Les règlements peuvent également atténuer les distorsions en réduisant leurs effets nocifs sur la concurrence. Revenons à l’exemple de l’industrie aérienne. Aucun règlement ne pourra supprimer les obstacles à l’accès que sont les coûts prohibitifs de démarrage et les limites imposées par les infrastructures d’appui, comme les aéroports et les ressources consacrées au contrôle de la circulation aérienne. Toutefois, des règlements plus efficaces, qui empêcheraient la société en position de monopole, en l’occurrence Air Canada, d’utiliser sa position dominante pour éliminer systématiquement toute concurrence, pourraient au moins atténuer ces distorsions inhérentes.

Le Nouveau Parti démocratique : Une nouvelle vision de la concurrence

Les néo-démocrates du Canada proposent une nouvelle approche de la politique de concurrence, qui commence par l’affirmation que le gouvernement a un rôle positif à jouer dans la promotion de la concurrence, en éliminant et en atténuant les distorsions du marché. Cela signifierait que l’on abandonne la mythologie dominante, selon laquelle une réglementation de l’État entraîne automatiquement des distorsions.
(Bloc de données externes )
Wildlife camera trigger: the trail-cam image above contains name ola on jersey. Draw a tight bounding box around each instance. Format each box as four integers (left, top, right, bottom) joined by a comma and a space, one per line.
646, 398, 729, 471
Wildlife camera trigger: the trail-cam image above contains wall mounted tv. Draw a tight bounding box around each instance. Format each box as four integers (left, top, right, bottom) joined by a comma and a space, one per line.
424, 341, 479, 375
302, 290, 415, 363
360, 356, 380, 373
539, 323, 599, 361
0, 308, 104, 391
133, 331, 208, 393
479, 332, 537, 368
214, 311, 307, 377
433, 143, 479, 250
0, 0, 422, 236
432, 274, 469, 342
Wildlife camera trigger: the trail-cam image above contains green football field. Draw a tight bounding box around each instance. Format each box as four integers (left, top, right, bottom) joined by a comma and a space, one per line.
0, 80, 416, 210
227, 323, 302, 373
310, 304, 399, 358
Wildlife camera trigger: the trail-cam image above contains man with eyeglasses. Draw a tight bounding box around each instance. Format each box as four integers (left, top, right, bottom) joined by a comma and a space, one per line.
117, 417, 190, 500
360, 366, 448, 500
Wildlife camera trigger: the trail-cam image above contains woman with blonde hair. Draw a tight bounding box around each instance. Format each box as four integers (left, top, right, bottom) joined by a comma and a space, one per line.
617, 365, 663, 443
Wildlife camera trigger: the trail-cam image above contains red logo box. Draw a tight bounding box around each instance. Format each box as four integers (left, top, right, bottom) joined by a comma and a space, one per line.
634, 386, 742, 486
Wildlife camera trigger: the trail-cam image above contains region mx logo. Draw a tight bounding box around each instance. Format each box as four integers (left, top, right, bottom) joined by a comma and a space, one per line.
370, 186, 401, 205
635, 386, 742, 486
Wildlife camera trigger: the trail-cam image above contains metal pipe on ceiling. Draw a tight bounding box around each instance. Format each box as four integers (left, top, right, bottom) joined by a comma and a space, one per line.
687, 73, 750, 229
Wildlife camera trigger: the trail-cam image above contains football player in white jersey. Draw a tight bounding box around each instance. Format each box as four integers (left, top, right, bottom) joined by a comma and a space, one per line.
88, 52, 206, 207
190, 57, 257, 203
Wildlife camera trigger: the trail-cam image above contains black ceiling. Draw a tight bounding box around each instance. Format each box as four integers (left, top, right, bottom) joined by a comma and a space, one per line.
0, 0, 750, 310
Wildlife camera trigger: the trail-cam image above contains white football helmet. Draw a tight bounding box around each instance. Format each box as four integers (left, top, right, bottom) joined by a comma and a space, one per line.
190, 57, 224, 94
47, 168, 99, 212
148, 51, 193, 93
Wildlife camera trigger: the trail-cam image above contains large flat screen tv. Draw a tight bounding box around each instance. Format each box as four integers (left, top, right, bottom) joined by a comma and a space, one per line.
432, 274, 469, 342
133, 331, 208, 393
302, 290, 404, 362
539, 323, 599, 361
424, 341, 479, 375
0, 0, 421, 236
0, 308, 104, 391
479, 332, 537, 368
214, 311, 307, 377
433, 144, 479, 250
S’il est vrai que le NPD ne s’oppose pas aux changements mineurs préconisés dans le rapport majoritaire, il considère néanmoins ces mesures comme insuffisantes, à cause de l’étroitesse du point de vue dont elle découlent. Le document n’aborde pas, par exemple, le rôle que les droits des consommateurs jouent dans la politique de concurrence. Tout marché concurrentiel sain suppose nécessairement des consommateurs bien informés. C’est une autre condition de la concurrence parfaite. Pourtant, le gouvernement libéral continue de faire fi des demandes croissantes du public pour que davantage de renseignements figurent sur les étiquettes des produits de consommation.

Les néo-démocrates sont depuis longtemps aux premières lignes des campagnes qui réclament l’étiquetage obligatoire des aliments génétiquement modifiés et la modification de la Loi sur l’étiquetage des textiles de manière à ce que les consommateurs canadiens sachent si les vêtements qu’ils achètent ont été produits par des enfants travailleurs dans le tiers monde. En refusant de mettre ces données à la disposition des consommateurs, le gouvernement libéral soutient délibérément les distorsions créées par le manque d’information. Ce faisant, il contredit son affirmation de soutien en faveur du marché concurrentiel et laisse voir ses intentions réelles, à savoir protéger les sociétés qui occupent actuellement une position dominante sur le marché, au détriment des nouveaux entrepreneurs et des concurrents qui offriraient au public un meilleur choix.

L’étiquetage n’est qu’un exemple de la façon dont l’antipathie du gouvernement libéral pour la réglementation, une antipathie issue de son idéologie, réduit la concurrence et le choix. On pourrait aussi citer son empressement à déréglementer des industries, comme celle des transports aériens, qui comportent des distorsions structurelles majeures et qui exigent une réglementation pour empêcher les monopoles naturels de s’installer. Le résultat de cette tendance à « tout déréglementer » est une concurrence moindre et donc de l’inefficience, un choix moindre et des prix plus élevés pour les consommateurs. Les seules à y gagner sont les sociétés qui dominent déjà le marché et qui peuvent librement profiter de leur emprise. Les perdants sont les consommateurs, les entreprises plus petites et plus récentes, les entrepreneurs et la société en général, qui y perdent les avantages d’une économie dynamique et novatrice auxquels ils devraient pouvoir s’attendre.

Lorsque le NPD remet en cause le refus idéologique du gouvernement libéral de promouvoir la concurrence dans l’économie, celui-ci lui répond généralement par des accusations non fondées, selon lesquelles le NPD serait l’ennemi du commerce et de l’entreprise. Rien n’est plus loin de la vérité. Nous ne réclamons pas une intervention massive du gouvernement dans l’économie, mais bien une méthode équilibrée axée sur la promotion de marchés concurrentiels sains. De fait, les véritables ennemis de l’entreprise sont les politiques anticoncurrentielles du gouvernement qui favorisent et protègent les monopoles inefficients, trompent les consommateurs et chassent l’innovation de l’économie en bloquant la concurrence émanant des entreprises plus récentes, plus petites et plus dynamiques.